One night after beating the New York Yankees in a walk-off win, Baltimore again helped the Red Sox close in on a playoff berth.
Alex Verdugo had three hits and a sliding catch in the left-field corner, and Hunter Renfroe had a three-run double for the Red Sox, who entered the night in a virtual tie with Toronto for the two AL wild-card spots; New York was a half game back. The Yankees beat Cleveland 8-0 and Minnesota topped Toronto 7-3 on Friday, leaving Boston and New York in playoff position at the end of the night, with the Blue Jays a half-game back.

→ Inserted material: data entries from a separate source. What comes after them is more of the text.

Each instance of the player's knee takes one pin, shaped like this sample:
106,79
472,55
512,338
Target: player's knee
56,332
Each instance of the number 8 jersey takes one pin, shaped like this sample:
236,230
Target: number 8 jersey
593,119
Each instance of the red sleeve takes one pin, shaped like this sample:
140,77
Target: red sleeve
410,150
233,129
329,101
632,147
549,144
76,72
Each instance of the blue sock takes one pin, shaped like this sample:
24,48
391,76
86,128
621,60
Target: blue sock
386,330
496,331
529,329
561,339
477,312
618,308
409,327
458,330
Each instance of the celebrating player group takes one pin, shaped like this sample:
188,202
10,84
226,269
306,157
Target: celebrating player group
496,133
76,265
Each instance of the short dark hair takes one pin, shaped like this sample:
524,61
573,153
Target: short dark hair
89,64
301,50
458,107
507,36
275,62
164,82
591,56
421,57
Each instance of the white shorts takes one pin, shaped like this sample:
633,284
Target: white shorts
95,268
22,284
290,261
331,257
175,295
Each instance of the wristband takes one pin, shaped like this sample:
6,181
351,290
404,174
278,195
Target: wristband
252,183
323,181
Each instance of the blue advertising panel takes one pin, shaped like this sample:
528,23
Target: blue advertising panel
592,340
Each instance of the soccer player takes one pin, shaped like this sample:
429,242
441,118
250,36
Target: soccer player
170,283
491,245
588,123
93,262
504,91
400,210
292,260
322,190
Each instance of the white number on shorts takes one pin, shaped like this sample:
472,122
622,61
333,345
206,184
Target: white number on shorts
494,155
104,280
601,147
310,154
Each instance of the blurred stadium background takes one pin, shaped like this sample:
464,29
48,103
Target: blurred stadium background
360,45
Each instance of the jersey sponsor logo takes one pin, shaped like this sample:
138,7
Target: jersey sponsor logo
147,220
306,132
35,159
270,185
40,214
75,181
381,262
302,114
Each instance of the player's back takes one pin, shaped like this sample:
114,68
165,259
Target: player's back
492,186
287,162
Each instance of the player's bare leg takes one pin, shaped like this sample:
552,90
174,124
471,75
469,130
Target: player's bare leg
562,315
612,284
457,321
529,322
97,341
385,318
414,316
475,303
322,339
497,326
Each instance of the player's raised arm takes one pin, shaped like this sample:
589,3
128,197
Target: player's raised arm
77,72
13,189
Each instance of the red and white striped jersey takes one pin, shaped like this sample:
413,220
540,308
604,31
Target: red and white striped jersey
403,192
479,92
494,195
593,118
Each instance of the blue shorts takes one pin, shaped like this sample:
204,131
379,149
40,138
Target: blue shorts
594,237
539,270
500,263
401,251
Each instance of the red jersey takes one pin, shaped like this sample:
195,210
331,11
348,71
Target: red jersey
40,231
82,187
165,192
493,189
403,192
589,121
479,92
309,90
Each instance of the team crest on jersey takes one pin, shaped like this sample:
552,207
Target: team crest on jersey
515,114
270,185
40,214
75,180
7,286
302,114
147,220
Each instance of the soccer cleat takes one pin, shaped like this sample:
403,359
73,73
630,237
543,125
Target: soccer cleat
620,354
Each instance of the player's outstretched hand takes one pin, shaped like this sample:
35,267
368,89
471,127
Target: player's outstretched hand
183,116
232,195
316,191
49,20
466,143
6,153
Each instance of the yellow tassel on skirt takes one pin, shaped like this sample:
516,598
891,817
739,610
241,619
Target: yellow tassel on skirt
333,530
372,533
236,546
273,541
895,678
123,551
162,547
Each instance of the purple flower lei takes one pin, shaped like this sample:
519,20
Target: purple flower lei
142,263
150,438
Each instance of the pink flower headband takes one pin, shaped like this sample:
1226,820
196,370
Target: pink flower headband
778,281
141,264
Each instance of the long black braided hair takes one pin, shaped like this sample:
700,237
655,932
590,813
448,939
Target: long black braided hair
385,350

• Corey Kluber won for the first time in nearly four months, pitching six shutout innings in his first outing against the team that helped him blossom into a star, and the New York Yankees routed Cleveland 8-0 in the start of the Indians’ final series in the Bronx.
Joey Gallo homered twice, and Aaron Judge, Brett Gardner and Giancarlo Stanton hit one each for the Yankees, who tied their season high with five home runs.
- Luis Castillo struck out 10 while outpitching Walker Buehler, Kyle Farmer doubled twice against his former team and the Cincinnati Reds snapped the Los Angeles Dodgers’ six-game winning streak with a 3-1 victory.
In the NBA
The design meetings have been going on for years. Technology has evolved throughout the process. Painstaking decisions were made time and time again, right down to what an inch or two difference in leg room between rows would mean or where cupholders should be affixed to the seats.
Finally, Steve Ballmer and the Los Angeles Clippers are ready to build their new home.
The Clippers’ long-awaited, $1.8 billion, privately funded arena officially got a name Friday – Intuit Dome, it’ll be called when it opens in 2024, the team making that announcement hours before the formal groundbreaking ceremony. The practice facility, team offices for both business and basketball operations, retail space and more will all be on the site.
Ballmer, the team’s owner, simply believes it’ll be like no other building in the NBA.
“Basketball mecca! Basketball palazzo!” Ballmer, in his usual excitable way, said in an interview with The Associated Press.
He might be right.
Every detail – from the huge two-sided halo video screen that will hover over the court, to the triple-wide escalators, to how the bathrooms will be designed to get fans back in their seats as quickly as possible – has a purpose. The halo will include 44,000 square feet of 4K LED lighting, slightly more than one full acre and roughly six times the average size of other “big” screens in NBA buildings. The roof of the dome was designed to accommodate the halo, not the other way around.